Barozzi Veiga: dare il giusto tono ad ogni architettura
By Nico Fedi & Paolo Oliveri
Luglio 2019
Fabrizio Barozzi viene da Rovereto, ma decide di fondare il suo studio professionale, in coppia con il collega Alberto Veiga, a Barcellona. È uno dei giovani più promettenti del panorama internazionale. La capacità di ricercare il giusto equilibrio tra specificità e autonomia dell’architettura ha permesso allo studio di vincere numerosi concorsi internazionali, e conseguire nel 2015 il Mies Van der Rohe Award con la Filarmonica di Szczecin in Polonia.
Nonostante il periodo attuale di crisi, pensi che il sistema del concorso sia un valido strumento per fare e promuovere l’architettura?
Sì, assolutamente. È un sistema che noi continuiamo a sostenere, ed è stato fondamentale fin dall’inizio della nostra carriera, e credo che sia ancora uno degli strumenti più efficaci per chi inizia questo mestiere. Tutto poi dipende dal capire come è fatto il concorso, con quali metodologie, ecc. Il range dei concorsi è molto ampio, ci sono i concorsi di idee, quelli aperti, oppure su selezione o invito; ogni paese ha una sua specificità. Io credo che per ogni progetto ci sia una tipologia di concorso che più adatta.

Barozzi Veiga, Philharmonic Hall Szczecin – Szczecin, Poland 2007 – 2014 photo: Simon Menges
Quali sono, in base alla tua esperienza, le differenze tra l’approccio di un architetto che lavora in Spagna rispetto ad un collega in Italia?
Non credo che ci siano grandi differenze.
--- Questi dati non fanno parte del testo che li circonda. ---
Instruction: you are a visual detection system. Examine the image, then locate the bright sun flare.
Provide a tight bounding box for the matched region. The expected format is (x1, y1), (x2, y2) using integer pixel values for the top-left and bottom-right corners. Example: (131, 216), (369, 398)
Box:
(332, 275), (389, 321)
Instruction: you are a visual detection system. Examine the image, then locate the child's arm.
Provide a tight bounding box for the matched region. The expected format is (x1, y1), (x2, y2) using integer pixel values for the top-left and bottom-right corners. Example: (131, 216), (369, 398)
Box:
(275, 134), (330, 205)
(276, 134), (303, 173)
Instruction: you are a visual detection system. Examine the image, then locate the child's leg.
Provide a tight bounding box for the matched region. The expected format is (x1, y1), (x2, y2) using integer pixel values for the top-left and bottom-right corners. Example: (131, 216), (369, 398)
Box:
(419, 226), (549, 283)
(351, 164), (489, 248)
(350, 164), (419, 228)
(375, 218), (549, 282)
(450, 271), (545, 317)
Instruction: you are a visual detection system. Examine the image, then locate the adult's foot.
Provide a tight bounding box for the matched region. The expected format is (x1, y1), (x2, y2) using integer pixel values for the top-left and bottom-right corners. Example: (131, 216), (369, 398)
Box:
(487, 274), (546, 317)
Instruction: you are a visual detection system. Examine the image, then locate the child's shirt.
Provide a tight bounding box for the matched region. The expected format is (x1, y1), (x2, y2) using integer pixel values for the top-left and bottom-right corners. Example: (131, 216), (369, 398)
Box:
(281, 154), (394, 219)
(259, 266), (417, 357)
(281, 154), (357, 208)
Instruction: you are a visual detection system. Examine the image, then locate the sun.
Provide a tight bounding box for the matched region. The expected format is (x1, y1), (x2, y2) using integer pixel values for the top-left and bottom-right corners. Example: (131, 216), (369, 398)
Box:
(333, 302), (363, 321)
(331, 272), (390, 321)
Forse quella più sostanziale è legata alla formazione universitaria: in Italia c’è un approccio più umanistico all’architettura, mentre qui in Spagna è più tecnico, di conseguenza gli studenti italiani e quelli spagnoli partono con conoscenze un po’ diverse, anche se questo aspetto si percepiva di più qualche anno fa, adesso più o meno il punto di partenza è lo stesso. Anche la metodologia di lavoro è all’incirca la stessa; la differenza sta più che altro nel mercato, ossia al tipo di lavoro al quale un architetto può attingere.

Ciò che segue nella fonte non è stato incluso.